6. However, I would prefer to make certain observations on the question whether the decree-holder was entitled to the benefit of the provisions of Section 14 of the Limitation Act assuming that the original presentation of the two applications for execution was in a wrong court. It has come in evidence that the decree-holder consulted a lawyer, engaged and instructed him to file the execution applications. There is no material on record to show that the lawyer so engaged was not competent enough to deal with such matters. A clerk of the court had been examined as also certain clerks of the lawyers practising in Mirzapur to prove that the practice in Mirzapur was that the applications for execution of the decrees passed by the court of the Additional Civil Judge were invariably filed in the parent court, that is, in the court of the Civil Judge. To me it appears that this practice which prevails in Mirzapur was not wrong or illegal. Once the correct description of the decree is that passed by the court of the Civil Judge as observed above, then the presentation of the application for execution of such a decree in the parent court of the Civil Judge would not be illegal. However, even if it be assumed that the court of the Additional Civil Judge is a different and distinct court from that of the Civil Judge even then as a matter of law it always remains doubtful whether an application for execution of a decree passed by the court of the Additional Civil Judge cannot properly be presented in the court of the Civil Judge.
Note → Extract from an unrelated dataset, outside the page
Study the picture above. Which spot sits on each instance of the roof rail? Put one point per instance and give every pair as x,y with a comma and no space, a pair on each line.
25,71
It has come in evidence that there is no separate office attached to the court of the Additional Civil Judge in Mirzapur. That circumstance all the more justified the practice which prevailed in Mirzapur. The judgment-debtor has not produced any cogent and reliable evidence to controvert the evidence of the witnesses of the decree-holder on this prevalent practice. Rather the own conduct of the judgment-debtor shows that he himself never raised the objection as to the legality of the presentation till after a number of years the matter in execution was being considered by the Additional Civil Judge and in the course of the argument it struck his counsel to raise an argument on that score. A perusal of the order of the Additional Civil Judge gives a hint that it was the Court who really initiated that controversy. It goes to show that even the counsel for the judgment-debtor felt that under the prevailing practice, the presentation of the two applications for execution was proper and no invalidity attached to it.
7. For the reasons given above, I do not find any merits in these appeals and dismiss them with costs.